L’esigenza di rendere più democratica l’Unione era largamente condivisa all’interno dei gruppi. Non è più accettabile che l’unica Istituzione eletta direttamente dai cittadini, cioè il Parlamento europeo, sia priva del diritto di iniziativa legislativa e che la procedura di codecisione non sia stata ancora estesa ad ogni ambito decisionale.
Soprattutto la questione del voto all’unanimità ha ricevuto notevoli critiche: se da una parte questo sistema di voto poteva possedere una qualche legittimità quando la Comunità europea era composta da pochi Stati, in un’Unione europea a 27, che presto potrebbe allargarsi ulteriormente, risulta di fatto essere poco democratico, poiché un Paese di pochi milioni di abitanti può porre il veto su decisioni che riguardano centinaia di milioni di europei.
Al deficit democratico si aggiunge anche la mancanza di efficienza perché le decisioni comuni o non arrivano o arrivano tardivamente e sono il frutto di un compromesso al ribasso.
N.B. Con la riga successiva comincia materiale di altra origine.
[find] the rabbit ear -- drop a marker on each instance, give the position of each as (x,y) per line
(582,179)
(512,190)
Questo è il caso della politica estera o delle decisioni relative alle questioni fiscali, sulle quali per di più il Parlamento europeo non ha voce in capitolo.
Tra ragazze e ragazzi che hanno partecipato era forte la convinzione che proprio in questi settori fosse giunto il momento di compiere passi in avanti nel processo di integrazione. L’Unione europea dovrebbe avere una politica estera comune e autonoma, così come bisognerebbe superare la separazione tra politica finanziaria, di competenza sovranazionale, e politica fiscale, ancora di competenza degli Stati membri.
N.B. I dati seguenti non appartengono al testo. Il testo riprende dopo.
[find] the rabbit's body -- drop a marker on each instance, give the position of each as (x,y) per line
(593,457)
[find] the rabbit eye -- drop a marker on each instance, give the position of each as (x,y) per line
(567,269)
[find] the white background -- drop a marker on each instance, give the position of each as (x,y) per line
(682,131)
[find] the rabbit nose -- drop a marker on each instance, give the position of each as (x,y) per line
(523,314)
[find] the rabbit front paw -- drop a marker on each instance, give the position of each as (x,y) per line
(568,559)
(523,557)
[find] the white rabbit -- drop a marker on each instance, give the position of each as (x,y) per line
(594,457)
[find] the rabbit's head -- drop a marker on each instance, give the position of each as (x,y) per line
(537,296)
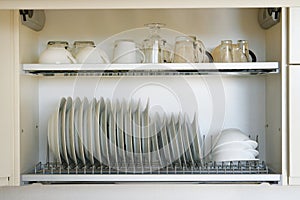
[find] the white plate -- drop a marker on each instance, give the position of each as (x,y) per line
(165,144)
(58,130)
(180,138)
(186,140)
(85,103)
(81,127)
(128,137)
(196,147)
(156,160)
(103,136)
(68,125)
(120,134)
(90,130)
(112,134)
(97,150)
(173,140)
(51,135)
(137,136)
(145,133)
(74,130)
(63,142)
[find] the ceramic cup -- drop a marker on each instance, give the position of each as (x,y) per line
(56,53)
(126,51)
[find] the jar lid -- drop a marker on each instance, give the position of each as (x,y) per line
(64,44)
(78,44)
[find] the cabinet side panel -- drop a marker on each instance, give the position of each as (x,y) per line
(294,39)
(7,94)
(294,125)
(273,102)
(28,102)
Il Next Generation EU è stato uno strumento importante, ma al di là del fatto che molti Paesi europei lo considerano un’iniziativa temporanea, esso non è ancora vicino alla prospettiva di un bilancio comune, alimentato da risorse proprie, che sarebbe indispensabile per finanziare politiche comuni (dalla politica estera e di difesa comune alla transizione ecologica), ma che garantirebbe anche ai Paesi membri un aiuto stabile in caso di crisi o per raggiungere obiettivi comunitari.
La discussione si è poi spostata su come procedere ad una riforma dei Trattati, questione di grande importanza visto che per il momento il Consiglio europeo ha ignorato la richiesta del Parlamento europeo di convocare una Convenzione; e anche qualora alla fine questa dovesse essere convocata, stando all’articolo 48 del Trattato sull’Unione europea (TUE), la revisione dei Trattati dovrà essere approvata all’unanimità.
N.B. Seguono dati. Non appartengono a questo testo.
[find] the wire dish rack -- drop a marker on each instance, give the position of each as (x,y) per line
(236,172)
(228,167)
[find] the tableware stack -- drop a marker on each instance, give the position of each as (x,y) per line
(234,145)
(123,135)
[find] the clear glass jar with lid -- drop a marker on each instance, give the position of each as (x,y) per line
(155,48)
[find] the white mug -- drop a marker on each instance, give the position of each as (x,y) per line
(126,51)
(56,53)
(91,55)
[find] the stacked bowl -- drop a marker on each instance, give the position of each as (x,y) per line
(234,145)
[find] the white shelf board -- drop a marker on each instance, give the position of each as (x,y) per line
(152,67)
Si è discusso così di una delle proposte che è stata avanzata per superare questa impasse: il referendum di ratifica a doppia maggioranza (europea e nazionale). Pur riconoscendo la possibilità, qualora la maggioranza dei cittadini europei dovesse bocciare la riforma, che questo strumento si riveli un boomerang per chi auspica una trasformazione dell’Unione in senso federale.
I partecipanti che sono intervenuti, hanno affermato che quella referendaria possa essere una via e che probabilmente un referendum di questo genere condurrebbe allo scenario in cui è più plausibile si assista ad una maggiore integrazione: quello di un’Europa a più velocità o a più livelli.
I gruppi di lavoro hanno concordato sostanzialmente sul fatto che se ci fosse un salto federale, sarebbero solo alcuni Paesi, i più volenterosi, a compierlo, seguiti semmai in un secondo momento da Paesi, in cui, anche per ragioni culturali e storiche, maggiore è la riluttanza a cedere la propria sovranità a Istituzioni sovranazionali.
Il rischio di una frattura del continente esiste, ma salda rimane la consapevolezza che l’Europa di Lisbona non sia più sufficiente e viva è la speranza che tale consapevolezza diventi sempre più diffusa.